Novel: A Conspiracy of Tall Men by Noah Hawley

August 15, 2021

Given how whole-heartedly I’ve enjoyed Noah Hawley’s work in the past, I was expecting a similar reaction to his recently reprinted debut novel A Conspiracy of Tall Men (1998). It does, after all, feature a protagonist named Linus Owen, an academic who specializes in conspiracy theories a la Community‘s notorious Professor Professorson. It’s certainly a worthwhile read, but I found it a little more rambly and distancing compared to the recent, thoroughly engrossing Before the Fall.

A Conspiracy of Tall Men begins when Linus, a modest academic relatively complacent in the pursuit of his niche discipline, receives devastating news. His wife, Claudia, has died in a plane crash; even worse, she was on her way to Brazil when she died, possibly with another man. Was Claudia having an affair? What’s the mystery behind her death? Linus has dedicated his life to studying conspiracies; now he’s convinced his wife is entangled in one. But is his imagination running away from him, or is there something to his professional suspicions? With the assistance of his slightly neurotic fellow buffs Edward and Roy, Linus begins an investigation to find out.
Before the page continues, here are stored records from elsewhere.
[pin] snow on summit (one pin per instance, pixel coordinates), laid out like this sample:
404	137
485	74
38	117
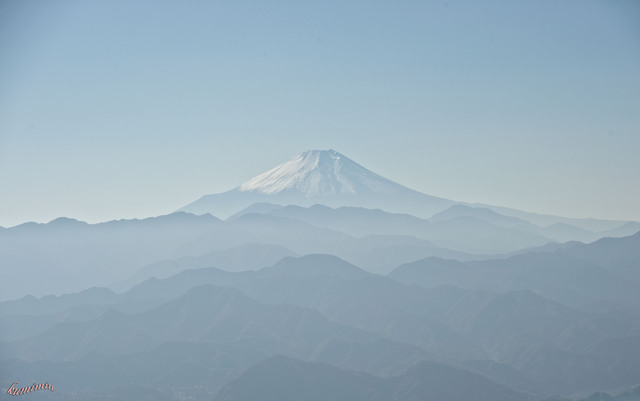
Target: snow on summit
318	173
320	176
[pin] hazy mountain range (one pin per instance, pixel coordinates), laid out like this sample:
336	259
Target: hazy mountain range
324	281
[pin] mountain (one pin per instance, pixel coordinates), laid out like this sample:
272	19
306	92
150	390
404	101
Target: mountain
287	379
320	176
573	273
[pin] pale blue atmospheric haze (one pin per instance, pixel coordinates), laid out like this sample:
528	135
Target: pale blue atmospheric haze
123	109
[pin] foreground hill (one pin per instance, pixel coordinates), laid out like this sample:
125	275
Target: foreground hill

The bones of an entertaining conspiracy thriller lurk somewhere within A Conspiracy of Tall Men, but it’s concealed by a propensity for diverting tangents, humor, and observation, which frequently obscure the plot’s cause-and-effect connections. This makes for an entertaining read, if a less-than-embracing one, more notable as a formative record of Hawley’s creative vision than as a wholly satisfying book. One can see in the scattered exploits of Linus, Roy, and Edward a hint of the sensibility that informs Hawley’s later TV work, including a Lynchian tendency toward quirky, mysterious encounters and incidents. As such, I enjoyed its amusing, cryptic intrigues even as I never quite fell in love with it.